The transaction in Thomas was relatively simple: the trustee of a discretionary trust passed resolutions which claimed to appoint the net income of the trust (including presumably dividend income) and then separately to appoint the franking credits on the dividends, but in different proportions. The logic behind the resolutions was to try to achieve two goals:
- the human beneficiary did not end up with an average tax rate exceeding 30% (so any excess net income was allocated to a corporate beneficiary, the ‘bucket company’ which by definition could never face a tax rate of more than 30%); and
- the corporate beneficiary was allocated just enough franking credits to eliminate its tax liability (and the balance was allocated to the human beneficiary who would claim a refund, given the small amount of assessable income).
The figures for the 2009 year are a good example of what the trustee’s resolutions were trying to achieve. In that year –
- the individual beneficiary included 10% of the trust’s net income in his assessable income (about A$16,600, ignoring the gross-up), but claimed to be entitled to 95% of the franking credits (over A$1m); and
- the corporate beneficiary included 90% of the trust’s net income in its assessable income (about A$157,000), but claimed to be entitled to only 5% of the franking credits (A$47,000).
At issue was the interpretation of the complex rules in Div 207-B (which had been amended to try to improve their comprehensibility and operation even before these events) are meant to prescribe what happens to a dividend and to the franking credit when franked distributions are received by a trustee. It is a plausible reading of those rules that they prescribe two outcomes:
- they inextricably tie the franking credit to the dividend income (so that the dividends can’t all go to one beneficiary and all the franking credits another); and
- they link the share of the credit to the share of the dividend (so that beneficiaries must share the franking credits in the same proportions as they share in the franked dividends).
More than a decade before these events, the Australian Tax Office ("ATO") had accepted that a trustee could separate franked dividends from other types of trust income (say, interest or rent), but the ATO’s ruling did not extend so far as to allow the separation of franking credits from the dividends which carried them.

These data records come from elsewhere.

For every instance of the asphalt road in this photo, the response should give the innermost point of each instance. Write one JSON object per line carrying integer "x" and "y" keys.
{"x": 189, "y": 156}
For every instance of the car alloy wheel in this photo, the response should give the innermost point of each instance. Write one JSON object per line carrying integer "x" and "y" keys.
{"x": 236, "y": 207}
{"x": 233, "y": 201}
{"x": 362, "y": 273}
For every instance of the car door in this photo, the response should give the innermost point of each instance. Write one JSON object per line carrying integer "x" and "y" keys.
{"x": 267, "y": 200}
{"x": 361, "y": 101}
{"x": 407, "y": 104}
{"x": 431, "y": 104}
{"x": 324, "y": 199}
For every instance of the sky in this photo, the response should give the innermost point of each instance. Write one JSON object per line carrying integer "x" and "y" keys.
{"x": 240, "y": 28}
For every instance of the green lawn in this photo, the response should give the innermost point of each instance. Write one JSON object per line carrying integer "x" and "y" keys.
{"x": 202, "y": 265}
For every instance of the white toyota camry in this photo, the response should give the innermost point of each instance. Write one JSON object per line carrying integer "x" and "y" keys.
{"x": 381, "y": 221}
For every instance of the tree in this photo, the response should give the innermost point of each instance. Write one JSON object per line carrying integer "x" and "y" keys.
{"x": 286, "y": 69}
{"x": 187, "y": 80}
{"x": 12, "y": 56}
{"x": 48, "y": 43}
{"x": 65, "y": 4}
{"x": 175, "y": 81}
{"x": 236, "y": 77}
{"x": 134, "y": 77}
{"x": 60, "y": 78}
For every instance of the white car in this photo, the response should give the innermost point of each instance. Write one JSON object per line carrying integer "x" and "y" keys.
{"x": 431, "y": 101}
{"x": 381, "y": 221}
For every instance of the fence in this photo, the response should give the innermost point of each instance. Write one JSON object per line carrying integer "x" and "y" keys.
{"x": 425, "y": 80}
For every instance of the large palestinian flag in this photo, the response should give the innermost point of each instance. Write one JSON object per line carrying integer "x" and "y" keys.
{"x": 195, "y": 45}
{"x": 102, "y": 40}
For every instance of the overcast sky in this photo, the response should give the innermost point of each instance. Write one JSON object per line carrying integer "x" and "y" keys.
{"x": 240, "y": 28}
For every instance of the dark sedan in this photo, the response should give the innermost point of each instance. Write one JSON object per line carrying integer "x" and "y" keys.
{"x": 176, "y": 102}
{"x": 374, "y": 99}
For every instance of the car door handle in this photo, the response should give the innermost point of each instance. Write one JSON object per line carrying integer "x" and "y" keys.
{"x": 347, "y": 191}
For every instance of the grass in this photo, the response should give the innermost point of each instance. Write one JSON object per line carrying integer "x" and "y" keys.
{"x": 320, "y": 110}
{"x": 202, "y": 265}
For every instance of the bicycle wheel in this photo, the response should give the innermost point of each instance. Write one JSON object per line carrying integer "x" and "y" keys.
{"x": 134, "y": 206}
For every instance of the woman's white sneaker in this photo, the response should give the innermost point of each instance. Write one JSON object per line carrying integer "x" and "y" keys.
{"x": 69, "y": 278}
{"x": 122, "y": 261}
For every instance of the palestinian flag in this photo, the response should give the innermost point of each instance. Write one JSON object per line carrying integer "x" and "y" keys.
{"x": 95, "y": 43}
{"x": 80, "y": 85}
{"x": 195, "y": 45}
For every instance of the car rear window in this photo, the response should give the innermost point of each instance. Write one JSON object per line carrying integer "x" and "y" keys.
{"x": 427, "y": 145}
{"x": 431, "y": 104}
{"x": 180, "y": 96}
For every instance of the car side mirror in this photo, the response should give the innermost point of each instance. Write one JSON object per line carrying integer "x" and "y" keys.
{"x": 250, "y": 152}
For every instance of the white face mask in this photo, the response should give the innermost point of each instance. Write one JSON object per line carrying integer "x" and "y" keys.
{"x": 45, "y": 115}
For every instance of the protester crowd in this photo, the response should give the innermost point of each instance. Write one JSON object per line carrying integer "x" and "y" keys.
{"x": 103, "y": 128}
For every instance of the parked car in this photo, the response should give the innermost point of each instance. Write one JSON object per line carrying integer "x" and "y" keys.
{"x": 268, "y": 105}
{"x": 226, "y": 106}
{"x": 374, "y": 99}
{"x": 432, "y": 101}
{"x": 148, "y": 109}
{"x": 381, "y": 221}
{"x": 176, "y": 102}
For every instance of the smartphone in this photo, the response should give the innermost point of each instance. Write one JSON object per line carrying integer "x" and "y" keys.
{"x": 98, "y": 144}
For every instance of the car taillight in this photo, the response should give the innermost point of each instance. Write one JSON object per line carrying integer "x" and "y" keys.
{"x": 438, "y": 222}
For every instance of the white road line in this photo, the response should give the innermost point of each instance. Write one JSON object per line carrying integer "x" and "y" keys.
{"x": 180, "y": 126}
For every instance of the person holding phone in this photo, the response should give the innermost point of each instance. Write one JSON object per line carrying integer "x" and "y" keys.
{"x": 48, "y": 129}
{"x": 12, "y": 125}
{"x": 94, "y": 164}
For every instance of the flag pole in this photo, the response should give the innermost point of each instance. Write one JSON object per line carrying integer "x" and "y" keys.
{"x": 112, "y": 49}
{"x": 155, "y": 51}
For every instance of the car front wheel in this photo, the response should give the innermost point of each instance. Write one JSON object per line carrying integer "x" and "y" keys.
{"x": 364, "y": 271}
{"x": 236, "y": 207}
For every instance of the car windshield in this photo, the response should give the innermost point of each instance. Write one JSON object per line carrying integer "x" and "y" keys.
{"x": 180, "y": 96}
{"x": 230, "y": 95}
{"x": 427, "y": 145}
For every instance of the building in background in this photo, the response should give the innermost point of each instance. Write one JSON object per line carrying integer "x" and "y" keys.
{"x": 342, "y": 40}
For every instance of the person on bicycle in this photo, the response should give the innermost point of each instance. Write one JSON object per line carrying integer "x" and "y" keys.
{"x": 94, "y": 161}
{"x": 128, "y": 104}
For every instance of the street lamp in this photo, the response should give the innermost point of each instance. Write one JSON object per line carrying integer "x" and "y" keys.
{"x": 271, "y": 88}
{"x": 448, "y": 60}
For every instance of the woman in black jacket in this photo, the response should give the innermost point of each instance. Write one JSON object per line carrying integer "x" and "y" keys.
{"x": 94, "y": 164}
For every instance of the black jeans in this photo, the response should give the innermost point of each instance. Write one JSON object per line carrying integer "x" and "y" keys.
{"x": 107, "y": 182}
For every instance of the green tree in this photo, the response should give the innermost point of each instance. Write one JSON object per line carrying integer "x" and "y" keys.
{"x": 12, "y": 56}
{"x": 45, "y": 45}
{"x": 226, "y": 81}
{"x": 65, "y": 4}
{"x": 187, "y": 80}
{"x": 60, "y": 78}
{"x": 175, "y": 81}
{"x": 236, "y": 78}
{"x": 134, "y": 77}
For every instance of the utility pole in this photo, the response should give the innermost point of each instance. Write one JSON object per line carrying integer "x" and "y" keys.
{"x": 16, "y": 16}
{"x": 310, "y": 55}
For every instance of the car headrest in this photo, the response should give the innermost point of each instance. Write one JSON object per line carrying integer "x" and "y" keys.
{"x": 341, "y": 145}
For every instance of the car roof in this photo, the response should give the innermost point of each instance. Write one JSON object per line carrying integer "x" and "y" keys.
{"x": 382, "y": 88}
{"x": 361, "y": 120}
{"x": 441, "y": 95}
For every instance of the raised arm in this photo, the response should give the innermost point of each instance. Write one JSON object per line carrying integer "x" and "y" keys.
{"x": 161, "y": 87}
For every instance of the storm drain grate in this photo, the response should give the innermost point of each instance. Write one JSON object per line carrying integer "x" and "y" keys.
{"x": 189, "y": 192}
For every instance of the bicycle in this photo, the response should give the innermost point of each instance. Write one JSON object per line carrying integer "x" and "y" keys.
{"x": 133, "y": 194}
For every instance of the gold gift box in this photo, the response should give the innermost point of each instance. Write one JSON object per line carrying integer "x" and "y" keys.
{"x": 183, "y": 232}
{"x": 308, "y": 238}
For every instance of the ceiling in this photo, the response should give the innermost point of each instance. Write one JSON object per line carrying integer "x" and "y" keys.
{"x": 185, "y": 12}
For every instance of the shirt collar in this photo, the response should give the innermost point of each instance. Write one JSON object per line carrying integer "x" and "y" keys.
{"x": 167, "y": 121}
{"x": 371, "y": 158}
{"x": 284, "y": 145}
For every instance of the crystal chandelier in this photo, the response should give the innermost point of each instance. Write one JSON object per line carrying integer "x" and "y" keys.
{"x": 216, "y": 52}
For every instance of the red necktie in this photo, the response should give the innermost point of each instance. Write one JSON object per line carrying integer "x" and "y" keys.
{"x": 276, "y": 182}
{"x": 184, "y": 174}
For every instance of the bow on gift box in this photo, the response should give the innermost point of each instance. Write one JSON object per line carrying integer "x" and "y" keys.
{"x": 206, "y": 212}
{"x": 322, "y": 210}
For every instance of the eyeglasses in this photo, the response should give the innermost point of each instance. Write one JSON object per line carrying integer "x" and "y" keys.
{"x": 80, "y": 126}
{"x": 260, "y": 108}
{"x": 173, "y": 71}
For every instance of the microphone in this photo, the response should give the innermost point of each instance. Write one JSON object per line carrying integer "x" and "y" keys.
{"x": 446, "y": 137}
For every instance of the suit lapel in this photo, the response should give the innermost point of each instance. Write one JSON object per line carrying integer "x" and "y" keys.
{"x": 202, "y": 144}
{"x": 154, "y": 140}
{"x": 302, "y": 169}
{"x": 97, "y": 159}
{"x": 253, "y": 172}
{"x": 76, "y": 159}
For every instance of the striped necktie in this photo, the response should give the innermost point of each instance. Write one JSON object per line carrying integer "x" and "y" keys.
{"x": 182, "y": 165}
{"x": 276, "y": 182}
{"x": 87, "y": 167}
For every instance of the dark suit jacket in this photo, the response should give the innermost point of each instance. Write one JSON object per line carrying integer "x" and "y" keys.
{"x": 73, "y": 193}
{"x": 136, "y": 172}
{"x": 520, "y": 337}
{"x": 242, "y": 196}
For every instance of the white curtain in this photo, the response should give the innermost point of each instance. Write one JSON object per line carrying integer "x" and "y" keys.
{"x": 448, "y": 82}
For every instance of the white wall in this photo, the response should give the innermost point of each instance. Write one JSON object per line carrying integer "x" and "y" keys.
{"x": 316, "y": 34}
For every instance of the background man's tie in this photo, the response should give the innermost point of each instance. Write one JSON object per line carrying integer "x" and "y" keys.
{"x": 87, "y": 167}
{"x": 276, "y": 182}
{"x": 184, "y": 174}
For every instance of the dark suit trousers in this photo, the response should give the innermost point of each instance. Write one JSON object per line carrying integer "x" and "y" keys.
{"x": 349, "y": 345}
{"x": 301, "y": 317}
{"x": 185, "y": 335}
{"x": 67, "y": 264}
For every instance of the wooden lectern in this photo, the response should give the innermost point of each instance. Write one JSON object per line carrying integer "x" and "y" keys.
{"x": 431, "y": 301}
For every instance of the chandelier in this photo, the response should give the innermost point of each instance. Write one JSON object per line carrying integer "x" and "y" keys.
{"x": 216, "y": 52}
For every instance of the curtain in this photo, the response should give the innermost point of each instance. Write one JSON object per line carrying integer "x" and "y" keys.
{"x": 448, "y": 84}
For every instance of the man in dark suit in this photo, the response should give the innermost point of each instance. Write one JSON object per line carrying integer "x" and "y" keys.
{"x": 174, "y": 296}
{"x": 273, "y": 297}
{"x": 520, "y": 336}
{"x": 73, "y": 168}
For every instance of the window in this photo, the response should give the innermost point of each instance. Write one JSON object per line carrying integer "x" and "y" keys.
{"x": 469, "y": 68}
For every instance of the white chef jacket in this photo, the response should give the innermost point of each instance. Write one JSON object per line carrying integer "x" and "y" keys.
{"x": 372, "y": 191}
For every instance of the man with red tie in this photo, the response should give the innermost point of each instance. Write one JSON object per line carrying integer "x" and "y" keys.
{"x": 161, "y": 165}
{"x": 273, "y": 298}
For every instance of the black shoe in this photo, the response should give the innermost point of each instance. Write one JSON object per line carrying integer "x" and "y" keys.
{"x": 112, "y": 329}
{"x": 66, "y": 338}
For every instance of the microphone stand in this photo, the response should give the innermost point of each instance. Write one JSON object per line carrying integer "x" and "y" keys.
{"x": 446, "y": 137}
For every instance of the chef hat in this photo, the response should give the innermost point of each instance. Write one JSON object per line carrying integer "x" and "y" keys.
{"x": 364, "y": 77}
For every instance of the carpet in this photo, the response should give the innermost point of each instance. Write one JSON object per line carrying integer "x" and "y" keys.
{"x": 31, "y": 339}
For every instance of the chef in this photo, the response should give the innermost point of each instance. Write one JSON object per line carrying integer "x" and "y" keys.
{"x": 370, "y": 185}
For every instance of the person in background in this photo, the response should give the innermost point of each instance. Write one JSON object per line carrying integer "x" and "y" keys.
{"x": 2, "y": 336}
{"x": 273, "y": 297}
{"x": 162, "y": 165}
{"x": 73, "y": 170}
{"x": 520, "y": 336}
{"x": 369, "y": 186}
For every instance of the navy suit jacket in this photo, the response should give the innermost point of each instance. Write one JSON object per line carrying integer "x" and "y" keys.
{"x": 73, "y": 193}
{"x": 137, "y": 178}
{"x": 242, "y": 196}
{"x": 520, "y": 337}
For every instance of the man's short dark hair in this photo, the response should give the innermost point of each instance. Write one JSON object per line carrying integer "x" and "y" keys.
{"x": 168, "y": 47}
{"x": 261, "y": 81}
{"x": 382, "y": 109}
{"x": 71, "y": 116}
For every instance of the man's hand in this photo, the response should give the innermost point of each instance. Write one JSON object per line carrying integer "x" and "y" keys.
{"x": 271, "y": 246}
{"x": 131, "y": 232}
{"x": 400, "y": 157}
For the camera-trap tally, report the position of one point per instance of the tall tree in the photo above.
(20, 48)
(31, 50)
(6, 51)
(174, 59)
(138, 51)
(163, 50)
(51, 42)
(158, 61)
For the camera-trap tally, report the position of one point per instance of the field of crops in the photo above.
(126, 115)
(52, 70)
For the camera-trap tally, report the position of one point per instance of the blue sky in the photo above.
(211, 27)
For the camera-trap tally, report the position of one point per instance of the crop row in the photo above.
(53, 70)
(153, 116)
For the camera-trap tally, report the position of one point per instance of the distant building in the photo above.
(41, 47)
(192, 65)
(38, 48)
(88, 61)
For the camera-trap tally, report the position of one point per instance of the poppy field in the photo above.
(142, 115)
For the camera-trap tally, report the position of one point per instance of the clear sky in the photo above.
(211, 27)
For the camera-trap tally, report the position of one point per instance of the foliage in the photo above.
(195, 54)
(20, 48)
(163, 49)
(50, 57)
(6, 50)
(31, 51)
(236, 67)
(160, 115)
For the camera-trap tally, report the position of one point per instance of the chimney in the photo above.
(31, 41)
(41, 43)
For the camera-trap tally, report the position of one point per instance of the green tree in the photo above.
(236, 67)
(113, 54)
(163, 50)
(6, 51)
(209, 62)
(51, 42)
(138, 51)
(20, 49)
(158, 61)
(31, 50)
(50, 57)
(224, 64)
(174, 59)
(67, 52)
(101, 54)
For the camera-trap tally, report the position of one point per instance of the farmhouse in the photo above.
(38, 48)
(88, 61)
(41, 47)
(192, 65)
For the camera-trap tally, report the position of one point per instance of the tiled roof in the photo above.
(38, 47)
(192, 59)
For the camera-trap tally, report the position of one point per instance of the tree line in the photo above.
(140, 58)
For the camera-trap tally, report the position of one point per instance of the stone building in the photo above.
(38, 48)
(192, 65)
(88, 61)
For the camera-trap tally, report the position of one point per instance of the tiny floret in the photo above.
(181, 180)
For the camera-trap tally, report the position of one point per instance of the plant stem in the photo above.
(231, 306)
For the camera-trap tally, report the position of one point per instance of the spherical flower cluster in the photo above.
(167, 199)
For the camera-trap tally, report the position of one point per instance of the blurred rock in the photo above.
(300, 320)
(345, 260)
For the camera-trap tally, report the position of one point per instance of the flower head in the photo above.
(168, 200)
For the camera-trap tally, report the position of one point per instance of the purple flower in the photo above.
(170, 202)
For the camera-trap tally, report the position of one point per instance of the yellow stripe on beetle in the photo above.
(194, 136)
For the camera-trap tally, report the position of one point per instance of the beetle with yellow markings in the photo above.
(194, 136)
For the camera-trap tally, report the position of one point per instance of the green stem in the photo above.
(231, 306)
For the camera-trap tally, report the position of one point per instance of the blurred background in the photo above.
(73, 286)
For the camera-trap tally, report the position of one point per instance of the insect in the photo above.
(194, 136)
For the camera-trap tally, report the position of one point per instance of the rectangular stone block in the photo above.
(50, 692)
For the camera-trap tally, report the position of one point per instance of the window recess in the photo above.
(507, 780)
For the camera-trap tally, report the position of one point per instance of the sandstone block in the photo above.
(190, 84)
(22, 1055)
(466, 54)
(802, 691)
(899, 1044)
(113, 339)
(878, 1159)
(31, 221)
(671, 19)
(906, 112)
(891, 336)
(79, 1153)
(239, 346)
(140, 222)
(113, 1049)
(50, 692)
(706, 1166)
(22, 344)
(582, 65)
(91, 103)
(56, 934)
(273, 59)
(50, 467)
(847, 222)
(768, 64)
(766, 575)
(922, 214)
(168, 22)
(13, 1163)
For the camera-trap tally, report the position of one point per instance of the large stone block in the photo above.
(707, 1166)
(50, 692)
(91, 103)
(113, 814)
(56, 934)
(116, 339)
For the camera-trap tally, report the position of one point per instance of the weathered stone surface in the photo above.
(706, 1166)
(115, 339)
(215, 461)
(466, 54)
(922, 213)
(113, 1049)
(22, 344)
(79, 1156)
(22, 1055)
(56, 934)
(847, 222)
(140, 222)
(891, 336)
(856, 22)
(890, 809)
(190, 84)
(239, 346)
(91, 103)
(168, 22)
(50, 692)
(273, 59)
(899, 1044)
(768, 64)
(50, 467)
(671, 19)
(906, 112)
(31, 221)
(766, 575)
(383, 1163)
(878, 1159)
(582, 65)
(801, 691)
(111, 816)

The Full Court did not put the matter in quite this way. Instead, they said, the objective of these rules was simply to pass the benefits of the imputation system from the shareholder (the trustee) to the beneficiaries: ‘to ensure that the beneficiary of the trust income receives also the benefit of the franked distribution to the extent that the franked distribution is received through a trust …’
But there is a separate question whether any of this tax law actually matters – that is, do the tax rules always bring about these outcomes or does tax law just operate on rights and entitlements as they exist?
The case poses that question quite starkly because the taxpayer had, some years before, secured an uncontested declaration from the Queensland Supreme Court to the effect that the trustee’s resolutions were valid and effective. The ATO chose to ignore those proceedings – a stance the ATO may regret – and instead pursued the taxpayers in the usual way, issuing amended assessments claiming unpaid tax, interest and penalties.
The tax proceedings at first instance were long, obscure and complicated, made worse by the fact that the two sides couldn’t agree on fundamental matters – what could be accomplished under the terms of the Trust Deed, what had been accomplished by the trustee’s resolutions, whether the general law of trusts might be invoked, what the Supreme Court proceedings had achieved, and what that Court’s orders actually meant – even before they reached the tax question, what does all that mean for tax purposes? After 152 pages of judgment, Greenwood J concluded in favour of the ATO:
"What cannot occur if the tax offset is to be preserved and available in conformity with the tax legislation is an allocation of the … net income amongst beneficiaries on a particular basis and a distribution of the franking credits … on an entirely unrelated basis, amongst the same beneficiaries. That is what has occurred in each income year in this case … "
In other words, the trustee can try to allocate the credits as it likes (and this will create rights and obligations between the affected parties for trust law purposes) but tax law simply prescribes the tax consequences regardless.
Perhaps surprisingly, the Full Federal Court reversed this holding, taking the position that the tax law consequences would follow the trust law:
"for present purposes the relevant question is whether [the Queensland Supreme Court] orders relevantly determined conclusively the rights of the beneficiaries as against the trustee in such a way that Div 207 would operate as the taxpayers contended."
Given that the trust law rights and entitlements had been declared in the Queensland Supreme Court proceedings,
"the rights of the beneficiaries flowing as against the Commissioner … depended wholly upon the effect of the rights created as between the trustee and the beneficiary by whatever the resolutions may have achieved. The rights to be created by the trustee as against the Commissioner were a matter wholly within the control of the trustee and it was in the jurisdiction of the Supreme Court to make declarations concerning the proper construction of what the trustee had done pursuant to a domestic trust."
The ATO’s announcement that it will seek leave to appeal to the High Court must be only days away.
Finally, it is worth noting that the case interprets the rules for trusts which are not attribution managed investment trusts (AMITs). Just how an AMIT which attempted such a practice might fare under the new AMIT rules remains to be tested, but there is a specific instruction in the AMIT regime that the ‘attribution must not attribute [a component] of a particular character [to a member] because of the tax characteristics of the member…’ This is the first hurdle that would have to be overcome.